If I am, though, Dworkin’s still not off the hook. If the responses really and truly are properly described as religious, then the book should offer a detailed account of how these religious responses do not serve as premises in arguments for God’s existence. The book should wrestle much more than it does with the possible theological implications of its views. Indeed, it’s curious to read an atheist who endorses so many of the premises of an argument for God’s existence, but not the conclusion. For example, I wish he had read and responded to C. Stephen Evans’s Natural Signs and the Knowledge of God. Evans uses just these kinds of responses to nature and to life to argue for God’s existence. If Dworkin’s responses really are religious, then he needs to do more to show how he avoids belief in God in the midst of them.
Finally, authority is missing completely from the book’s account of religion. That’s a big mistake. It’s not simply that religious people have deeply held commitments to value or that they have certain reactions to beautiful scenery. They think that a proper, nongovernmental authority—God or the Bible—commands unflinching obedience. Dworkin quotes the Casey decision’s “right to define one’s own concept of existence, of meaning, of the universe, and of the mystery of human life” with unreserved approval. But he is insensitive to the fact that, for religious believers, the goal is not to define one’s own … anything; it is, instead, to live in accordance with, for example, what God commands. The Green family (the owners of Hobby Lobby) are not trying to express themselves or define the mystery of human life. They simply want to do what they think God is telling them to do. They understand religious authority; Dworkin does not. In fact, the word “authority” occurs only once in the book, when the author calls Stuart Hampshire “an eminent Spinoza authority,” meaning an expert. For the Green family, God is more than an expert. He’s God.

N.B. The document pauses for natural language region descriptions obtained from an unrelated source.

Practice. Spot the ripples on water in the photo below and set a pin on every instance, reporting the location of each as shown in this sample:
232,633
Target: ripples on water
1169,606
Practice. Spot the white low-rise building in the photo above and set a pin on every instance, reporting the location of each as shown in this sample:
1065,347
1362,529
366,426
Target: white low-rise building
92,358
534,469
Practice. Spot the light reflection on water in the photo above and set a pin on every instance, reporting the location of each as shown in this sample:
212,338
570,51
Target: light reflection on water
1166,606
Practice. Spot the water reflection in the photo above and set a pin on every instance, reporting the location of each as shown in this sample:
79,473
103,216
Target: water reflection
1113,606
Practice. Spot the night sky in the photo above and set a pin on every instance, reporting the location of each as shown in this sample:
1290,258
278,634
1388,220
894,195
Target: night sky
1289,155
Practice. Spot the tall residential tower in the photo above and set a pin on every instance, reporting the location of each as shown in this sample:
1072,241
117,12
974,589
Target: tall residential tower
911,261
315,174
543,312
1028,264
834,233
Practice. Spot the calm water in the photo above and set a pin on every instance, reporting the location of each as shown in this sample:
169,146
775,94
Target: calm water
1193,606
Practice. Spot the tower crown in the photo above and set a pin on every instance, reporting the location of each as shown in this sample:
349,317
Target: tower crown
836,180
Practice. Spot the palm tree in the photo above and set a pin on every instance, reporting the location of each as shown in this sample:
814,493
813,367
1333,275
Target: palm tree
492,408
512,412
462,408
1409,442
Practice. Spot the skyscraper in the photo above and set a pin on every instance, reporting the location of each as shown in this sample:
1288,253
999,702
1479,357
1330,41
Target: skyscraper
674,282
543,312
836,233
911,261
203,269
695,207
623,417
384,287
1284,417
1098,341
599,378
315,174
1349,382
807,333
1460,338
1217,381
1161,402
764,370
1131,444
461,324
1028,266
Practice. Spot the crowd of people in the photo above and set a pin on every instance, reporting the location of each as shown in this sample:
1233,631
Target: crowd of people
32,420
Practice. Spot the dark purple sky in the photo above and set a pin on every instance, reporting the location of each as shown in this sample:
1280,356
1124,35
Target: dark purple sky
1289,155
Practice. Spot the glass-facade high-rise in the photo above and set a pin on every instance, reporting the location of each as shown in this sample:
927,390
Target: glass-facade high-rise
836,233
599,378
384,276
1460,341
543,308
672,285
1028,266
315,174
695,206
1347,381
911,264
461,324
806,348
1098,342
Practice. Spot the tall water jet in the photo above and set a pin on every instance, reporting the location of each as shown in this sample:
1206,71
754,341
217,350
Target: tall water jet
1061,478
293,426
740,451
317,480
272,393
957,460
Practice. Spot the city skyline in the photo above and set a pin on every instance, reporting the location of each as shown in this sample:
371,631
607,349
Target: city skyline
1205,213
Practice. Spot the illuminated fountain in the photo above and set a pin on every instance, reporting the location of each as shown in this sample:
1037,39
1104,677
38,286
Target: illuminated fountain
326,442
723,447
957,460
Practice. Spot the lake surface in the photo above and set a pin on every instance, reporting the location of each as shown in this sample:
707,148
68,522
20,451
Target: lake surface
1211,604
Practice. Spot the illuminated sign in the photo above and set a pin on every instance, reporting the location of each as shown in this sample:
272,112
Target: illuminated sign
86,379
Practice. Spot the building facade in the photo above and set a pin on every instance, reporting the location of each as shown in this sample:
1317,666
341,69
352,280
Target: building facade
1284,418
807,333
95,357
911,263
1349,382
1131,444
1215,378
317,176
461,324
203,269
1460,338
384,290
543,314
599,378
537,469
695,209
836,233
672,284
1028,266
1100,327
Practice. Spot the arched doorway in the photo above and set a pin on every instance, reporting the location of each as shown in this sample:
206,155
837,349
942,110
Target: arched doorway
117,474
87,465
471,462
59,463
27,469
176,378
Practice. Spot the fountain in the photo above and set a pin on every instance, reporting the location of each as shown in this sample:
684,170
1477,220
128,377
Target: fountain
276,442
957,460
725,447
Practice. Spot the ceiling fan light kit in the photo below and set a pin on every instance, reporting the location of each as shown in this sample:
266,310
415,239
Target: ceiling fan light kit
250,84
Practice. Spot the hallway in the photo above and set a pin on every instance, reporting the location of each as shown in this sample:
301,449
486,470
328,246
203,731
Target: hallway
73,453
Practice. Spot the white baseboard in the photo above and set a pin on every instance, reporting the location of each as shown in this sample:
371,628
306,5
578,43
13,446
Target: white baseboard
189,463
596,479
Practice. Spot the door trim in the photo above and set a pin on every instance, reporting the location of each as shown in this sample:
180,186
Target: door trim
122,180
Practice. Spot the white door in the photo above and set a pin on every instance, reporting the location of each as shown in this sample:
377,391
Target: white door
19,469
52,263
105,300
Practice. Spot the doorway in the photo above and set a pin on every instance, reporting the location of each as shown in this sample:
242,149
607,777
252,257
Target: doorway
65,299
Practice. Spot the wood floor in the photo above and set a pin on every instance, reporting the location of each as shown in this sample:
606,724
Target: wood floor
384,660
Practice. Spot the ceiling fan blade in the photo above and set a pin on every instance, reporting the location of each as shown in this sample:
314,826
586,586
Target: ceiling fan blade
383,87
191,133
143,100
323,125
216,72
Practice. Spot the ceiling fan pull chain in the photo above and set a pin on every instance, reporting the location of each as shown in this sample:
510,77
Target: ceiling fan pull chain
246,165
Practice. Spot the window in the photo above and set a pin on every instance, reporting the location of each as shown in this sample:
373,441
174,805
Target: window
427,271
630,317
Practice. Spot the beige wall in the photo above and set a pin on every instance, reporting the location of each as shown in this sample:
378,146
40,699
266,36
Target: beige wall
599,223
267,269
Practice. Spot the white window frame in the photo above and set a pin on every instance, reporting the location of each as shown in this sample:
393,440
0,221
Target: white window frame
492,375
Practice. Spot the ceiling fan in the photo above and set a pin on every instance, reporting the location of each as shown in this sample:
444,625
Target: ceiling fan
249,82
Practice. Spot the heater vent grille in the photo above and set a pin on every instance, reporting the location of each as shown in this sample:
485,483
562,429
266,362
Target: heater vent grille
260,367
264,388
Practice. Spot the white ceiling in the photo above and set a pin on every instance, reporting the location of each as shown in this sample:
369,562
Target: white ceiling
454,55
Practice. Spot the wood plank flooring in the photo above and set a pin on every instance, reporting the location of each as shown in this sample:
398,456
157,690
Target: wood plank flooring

Dworkin says that he can get “religion without God” but, as I was reading this, his last book (he passed away in early 2013), I kept thinking of people who say they are “spiritual but not religious.” That’s really what Dworkin gives us here. But unfortunately for him, that won’t get him what he wants. It’s only when even atheists can be religious that Dworkin can suggest that a “general right to ethical independence” should take the place of “a special right to free exercise of religious practice.” But he’s wrong about what religion is, so he cannot get the conclusion that he desires.
To see why he’s wrong on religion, let’s take his own example, the Native American Church. He writes: “If the Native American Church is entitled to an exemption from the drug-control laws, then Huxley followers would also be entitled to an exemption, and skeptical hippies would be entitled to denounce the entire drug-control regime as a religious establishment.” The underlying rationale is that the followers of Aldous Huxley should be treated as a religion and, because it’s absurd to give hippies drugs, it should be just as absurd to let the Native American Church use peyote.
That’s what Dworkin thinks, but I think it’s far more obvious that this analysis demonstrates that he has an inadequate conception of what a religion is. Disagree? Imagine asking the members of the Native American Church whether or not it is a religion. The answer is obvious. Imagine asking hippies, “Hey, are you all religious?” The answer is equally obvious. “No,” they will reply, “we’re spiritual, but we’re not religious.” Exactly.